Mohammed, 18, a physics associate degree graduate, and now a student of the bachelor’s degree programme in computer science at UG, is writing his first novel which has similar dark themes to his short stories.
“However, it is more broad in its spectrum. It delves into the human experience, artificial intelligence, and what humanity means in terms of connection and connectivity,” he said. “I’m really trying to take my time with it, perfecting it as I see fit because it is dealing with a lot of heavy existential topics that necessitate prudence and attention to details. It is set in a fictional world parallel to our own where things and technology have taken a different path, yet mirroring technology’s current path with artificial intelligence.”
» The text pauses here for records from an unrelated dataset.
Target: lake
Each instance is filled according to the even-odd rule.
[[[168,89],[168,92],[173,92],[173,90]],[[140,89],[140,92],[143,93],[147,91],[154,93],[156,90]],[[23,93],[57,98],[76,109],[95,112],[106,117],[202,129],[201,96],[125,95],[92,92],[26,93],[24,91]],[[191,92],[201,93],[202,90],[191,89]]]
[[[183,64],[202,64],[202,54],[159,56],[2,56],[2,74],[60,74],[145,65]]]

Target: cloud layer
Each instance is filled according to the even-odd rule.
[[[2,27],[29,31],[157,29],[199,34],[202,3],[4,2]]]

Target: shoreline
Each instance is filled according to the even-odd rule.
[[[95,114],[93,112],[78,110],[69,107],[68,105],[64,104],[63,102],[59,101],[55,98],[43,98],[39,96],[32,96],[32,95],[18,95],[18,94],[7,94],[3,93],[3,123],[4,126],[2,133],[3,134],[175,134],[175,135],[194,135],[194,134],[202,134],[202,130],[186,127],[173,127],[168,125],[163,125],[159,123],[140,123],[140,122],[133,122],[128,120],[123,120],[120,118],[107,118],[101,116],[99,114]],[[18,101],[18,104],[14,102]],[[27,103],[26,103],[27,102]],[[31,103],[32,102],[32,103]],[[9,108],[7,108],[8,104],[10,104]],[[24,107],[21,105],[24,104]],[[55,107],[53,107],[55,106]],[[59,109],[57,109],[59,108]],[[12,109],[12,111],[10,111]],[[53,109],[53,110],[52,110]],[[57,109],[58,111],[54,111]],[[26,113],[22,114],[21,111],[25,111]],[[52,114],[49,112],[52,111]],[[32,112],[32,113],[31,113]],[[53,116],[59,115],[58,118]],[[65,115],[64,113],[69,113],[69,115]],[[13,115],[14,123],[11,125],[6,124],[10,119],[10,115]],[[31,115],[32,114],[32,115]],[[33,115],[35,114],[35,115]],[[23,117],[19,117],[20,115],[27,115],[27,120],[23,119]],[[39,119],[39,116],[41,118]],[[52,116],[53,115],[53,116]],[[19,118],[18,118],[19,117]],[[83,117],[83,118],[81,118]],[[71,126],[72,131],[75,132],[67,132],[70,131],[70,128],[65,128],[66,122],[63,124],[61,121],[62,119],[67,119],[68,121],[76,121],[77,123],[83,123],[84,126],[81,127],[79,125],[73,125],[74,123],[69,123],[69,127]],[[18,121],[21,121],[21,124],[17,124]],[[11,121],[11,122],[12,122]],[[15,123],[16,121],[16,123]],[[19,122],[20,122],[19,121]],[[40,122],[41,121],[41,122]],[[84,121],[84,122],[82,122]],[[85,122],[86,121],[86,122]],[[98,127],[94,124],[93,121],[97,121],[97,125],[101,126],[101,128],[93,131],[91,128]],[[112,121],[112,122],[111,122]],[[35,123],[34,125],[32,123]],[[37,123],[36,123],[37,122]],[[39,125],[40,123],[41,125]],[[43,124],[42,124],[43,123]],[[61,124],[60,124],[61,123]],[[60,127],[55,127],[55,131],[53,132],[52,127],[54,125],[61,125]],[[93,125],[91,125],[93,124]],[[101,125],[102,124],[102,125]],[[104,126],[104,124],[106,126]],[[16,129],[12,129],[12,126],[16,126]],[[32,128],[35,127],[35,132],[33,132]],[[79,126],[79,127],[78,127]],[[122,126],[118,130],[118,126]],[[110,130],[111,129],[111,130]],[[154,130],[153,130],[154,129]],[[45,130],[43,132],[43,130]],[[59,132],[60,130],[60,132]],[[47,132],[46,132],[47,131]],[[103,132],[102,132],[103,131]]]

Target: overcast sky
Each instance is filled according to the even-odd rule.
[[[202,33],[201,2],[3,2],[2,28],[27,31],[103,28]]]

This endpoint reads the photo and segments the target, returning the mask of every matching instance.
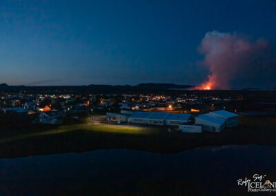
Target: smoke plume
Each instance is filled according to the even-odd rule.
[[[208,32],[198,50],[210,75],[196,89],[276,87],[275,52],[263,38],[250,41],[235,33]]]

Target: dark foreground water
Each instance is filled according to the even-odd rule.
[[[0,195],[244,194],[237,180],[276,182],[276,146],[228,146],[155,154],[101,150],[0,159]],[[193,194],[194,193],[194,194]]]

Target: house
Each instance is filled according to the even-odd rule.
[[[129,117],[128,121],[130,123],[147,124],[148,118],[152,114],[153,114],[153,112],[134,112]]]
[[[201,115],[195,117],[195,124],[202,126],[202,131],[220,132],[225,127],[225,120],[209,116]]]
[[[164,125],[165,119],[169,115],[169,112],[152,112],[152,115],[148,119],[148,124]]]
[[[195,124],[179,124],[179,130],[183,133],[201,133],[202,128],[200,125]]]
[[[37,110],[37,104],[34,101],[28,101],[24,104],[24,108],[28,110]]]
[[[62,115],[57,110],[43,112],[39,115],[38,123],[46,124],[61,124],[63,123]]]
[[[170,113],[166,118],[166,125],[176,126],[187,123],[190,118],[190,114]]]
[[[48,106],[48,105],[39,105],[39,106],[37,108],[37,110],[39,112],[48,112],[51,110],[51,105]]]
[[[119,113],[112,113],[112,112],[106,112],[106,119],[108,121],[117,121],[118,124],[121,122],[126,122],[128,121],[128,117],[130,117],[131,114],[119,114]]]
[[[207,115],[222,120],[225,120],[226,127],[233,127],[237,126],[238,124],[238,115],[228,111],[222,110],[210,112]]]
[[[4,112],[4,114],[6,112],[14,112],[21,115],[28,114],[28,111],[23,108],[3,108],[1,110]]]

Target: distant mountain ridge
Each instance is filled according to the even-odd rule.
[[[10,92],[24,91],[29,93],[146,93],[164,92],[174,88],[188,89],[191,87],[193,86],[157,83],[140,84],[136,86],[90,84],[88,86],[8,86],[6,84],[0,84],[0,90]]]

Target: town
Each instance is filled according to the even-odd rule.
[[[273,108],[273,103],[250,100],[250,91],[177,92],[32,95],[2,91],[0,125],[12,127],[17,119],[21,127],[88,122],[162,126],[168,132],[220,132],[224,127],[237,126],[239,115],[275,115],[269,107]]]

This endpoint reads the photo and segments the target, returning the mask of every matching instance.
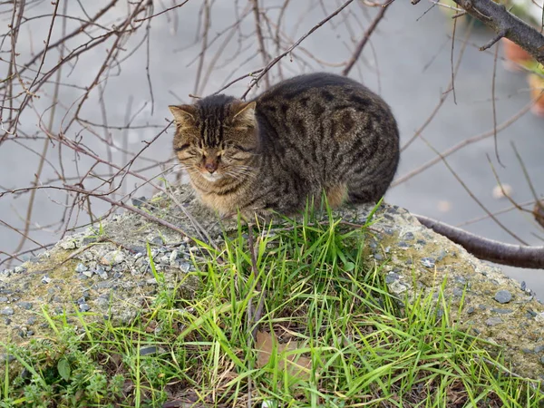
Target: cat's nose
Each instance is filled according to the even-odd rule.
[[[209,173],[213,173],[218,170],[218,163],[211,161],[209,163],[204,164],[204,169],[206,169]]]

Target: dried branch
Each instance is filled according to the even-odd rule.
[[[490,48],[500,38],[505,37],[516,43],[535,60],[544,64],[544,35],[510,13],[504,5],[492,0],[453,1],[496,33],[496,35],[481,50]]]
[[[427,217],[414,216],[425,227],[447,237],[480,259],[518,267],[544,268],[544,247],[505,244]]]

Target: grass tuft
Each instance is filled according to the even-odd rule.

His 2023 winning entry, “At the Bottom of the Sea”, deals with Mohammed’s own struggles with isolation and loneliness and how he eventually came to grips with what he was searching for.
“It is a story of self-realisation, reflection, introspection and the importance of hope and perseverance,” he said.
The story outlines the events following the abandonment of someone on a deserted island to man a lighthouse.
“I was going through a bit of a bad time in my life so I expressed that through writing this story as a means to try to inspire myself to regain that spark I needed. In a way I was vicariously living through this character. I believe I accomplished a great deal of selfrealisation writing this character because the more I wrote, the more I felt I understood myself,” he said.
The day before the awards ceremony Mohammed was robbed and physically assaulted. While it dampened his spirits a bit he chalked it up to experience and the other side of humanity “I put most of my efforts into my short story, so much so that it went over the word limit for the competition that I had to break it down to its most essential features.”
His entry in the 2022 short story category was “So Does it Stare Back?” His winning poem last year was “Blood and Oil.’ His poem was shortlisted in the 2023 competition.
Ruth Osman
Osman won the first prize in the Best First Book of Poetry and the second prize in the Best Overall Book of Poetry with her collection, “All Made of Longing”. This was her first foray into the Guyana Prize, and she did not expect any win. At the most she thought she might have been longlisted or shortlisted.
“The Guyana diaspora is huge with people there who would submit their works. I felt my chances of actually winning were pretty slim,” she said.
Ian McDonald won Best Overall Book of Poetry. “I grew up reading McDonald’s poetry,” she said. “I studied his work in high school and at university. For me to even imagine that my first book of poetry placed second just after his was almost unbelievable.”
Moving forward, Osman, a singer/ songwriter, plans to release by year end, a hybrid album in which some of the poems from her winning collection, “All Made of Longing” will be set to music. “I will sing while the band plays the music, then I will recite a poem and then I will sing again. That’s a track,” she said.
She works with a group of musicians in Trinidad that include musical director Wayne Guerra, percussionist Sheena Richardson, jazz guitarist Theron Shaw, drummer Makesi Joseph, bassist Clint Harewood, singers/songwriters Karla Gonzales and Gerelle Forbes. Apart from being musicians they are all artists with their own careers.
During Covid-19 when she could not meet with the band, she started to write poetry again as an outlet for her creativity. Osmn has written poetry since her childhood, but her focus was on music.